Anti-VEGF drugs are the go-to treatment for wet AMD, but patients sometimes have poor or no response to this therapy option. New research aiming to establish the cause behind negative outcomes found that choroidal neovascularization and pigment epithelial detachment (PED) may be at the root of the problem.
The investigation included 235 treatment-naïve eyes of 202 patients. All eyes were treated with IV ranibizumab in intervals of four-to-six weeks. Poor response was defined as recurring, persistent or worsening signs and symptoms of wet AMD despite treatment activity. These findings were recorded based on clinical exams or SD-OCT performed one month after six doses of IV ranibizumab.
Out of the 235 eyes, 67% responded well to treatment. Out of 33 bilateral patients, 17 had a good response to anti-VEGF vs. seven that had an adverse response, while nine patients experienced both results in either eye. Increased central retinal thickness and the presence of intraretinal cysts were significantly more common among good responders, while the groups showed no difference in subretinal fluid presence.

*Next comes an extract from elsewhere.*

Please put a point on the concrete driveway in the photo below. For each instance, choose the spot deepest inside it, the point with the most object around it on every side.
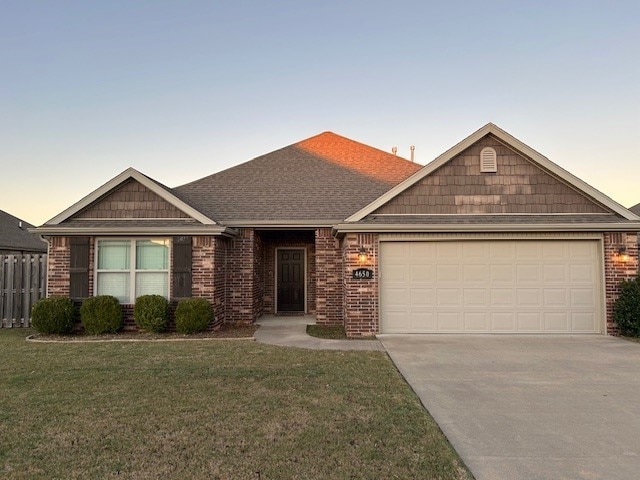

The investigators noted a significant difference between good and poor responder eyes in terms of baseline PED (47% and 89%, respectively). Additionally, the prevalence of fibrovascular PED was significantly higher in poor responders (77%) compared with good responders (about 40%).

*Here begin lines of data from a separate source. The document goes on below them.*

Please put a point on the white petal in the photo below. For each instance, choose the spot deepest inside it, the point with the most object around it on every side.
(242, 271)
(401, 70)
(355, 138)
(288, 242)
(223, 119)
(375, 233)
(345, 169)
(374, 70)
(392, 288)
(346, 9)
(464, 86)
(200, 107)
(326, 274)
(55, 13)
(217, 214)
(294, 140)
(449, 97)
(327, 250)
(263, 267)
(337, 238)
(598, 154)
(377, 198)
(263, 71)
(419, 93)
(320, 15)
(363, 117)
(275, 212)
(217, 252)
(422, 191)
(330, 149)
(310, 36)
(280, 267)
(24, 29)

The researchers also found five distinct subgroups in the poor responders:
- True non-responders: eyes with no change in activity (subretinal fluid, intraretinal fluid, sub-RPE fluid, fresh hemorrhage) during treatment.

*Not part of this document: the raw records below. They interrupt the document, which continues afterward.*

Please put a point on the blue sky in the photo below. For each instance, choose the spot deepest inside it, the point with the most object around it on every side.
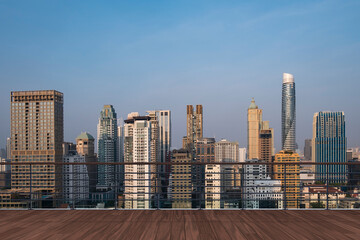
(144, 55)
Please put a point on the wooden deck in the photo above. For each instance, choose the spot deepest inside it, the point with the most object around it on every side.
(178, 224)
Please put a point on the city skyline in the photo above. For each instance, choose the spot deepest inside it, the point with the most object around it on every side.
(231, 60)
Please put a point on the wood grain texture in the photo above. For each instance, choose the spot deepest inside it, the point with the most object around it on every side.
(179, 224)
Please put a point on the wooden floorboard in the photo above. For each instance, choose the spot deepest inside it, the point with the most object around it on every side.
(179, 224)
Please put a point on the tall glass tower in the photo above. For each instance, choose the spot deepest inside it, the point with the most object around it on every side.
(288, 113)
(107, 147)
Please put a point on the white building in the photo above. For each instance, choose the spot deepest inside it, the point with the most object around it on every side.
(137, 133)
(75, 179)
(212, 186)
(259, 191)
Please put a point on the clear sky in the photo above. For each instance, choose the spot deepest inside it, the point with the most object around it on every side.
(145, 55)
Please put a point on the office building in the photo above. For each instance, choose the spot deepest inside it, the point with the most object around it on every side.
(308, 150)
(288, 113)
(194, 127)
(137, 182)
(163, 118)
(181, 187)
(76, 180)
(289, 174)
(329, 146)
(254, 124)
(85, 146)
(260, 135)
(212, 186)
(205, 153)
(228, 152)
(37, 126)
(107, 148)
(259, 191)
(242, 154)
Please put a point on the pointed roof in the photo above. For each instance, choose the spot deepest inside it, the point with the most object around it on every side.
(252, 104)
(85, 135)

- Partial non-responders: eyes exhibiting partial improvement (e.g., minimal regression in subretinal fluid, intraretinal fluid) during treatment.
- Anti-VEGF dependents: eyes that showed complete regression in activity with treatment but were unable to tolerate intervals longer than four-to-six weeks between injections without showing recurrence (increase in subretinal fluid, intraretinal fluid, sub-RPE fluid, PED size).
- Worsening: eyes with progression of anatomic findings, with exudate or hemorrhage, despite treatment.
- Nonresponse over time: eyes that initially responded well to treatment but became unresponsive over time due to a reduction in drug effectiveness with continued treatment.
Baris ME, Mentes J, Afrashi F, et al. Subgroups and features of poor responders to anti-vascular endothelial growth factor treatment in eyes with neovascular age-related macular degeneration. Turk J Ophthalmol. 2020;50(5):275-82.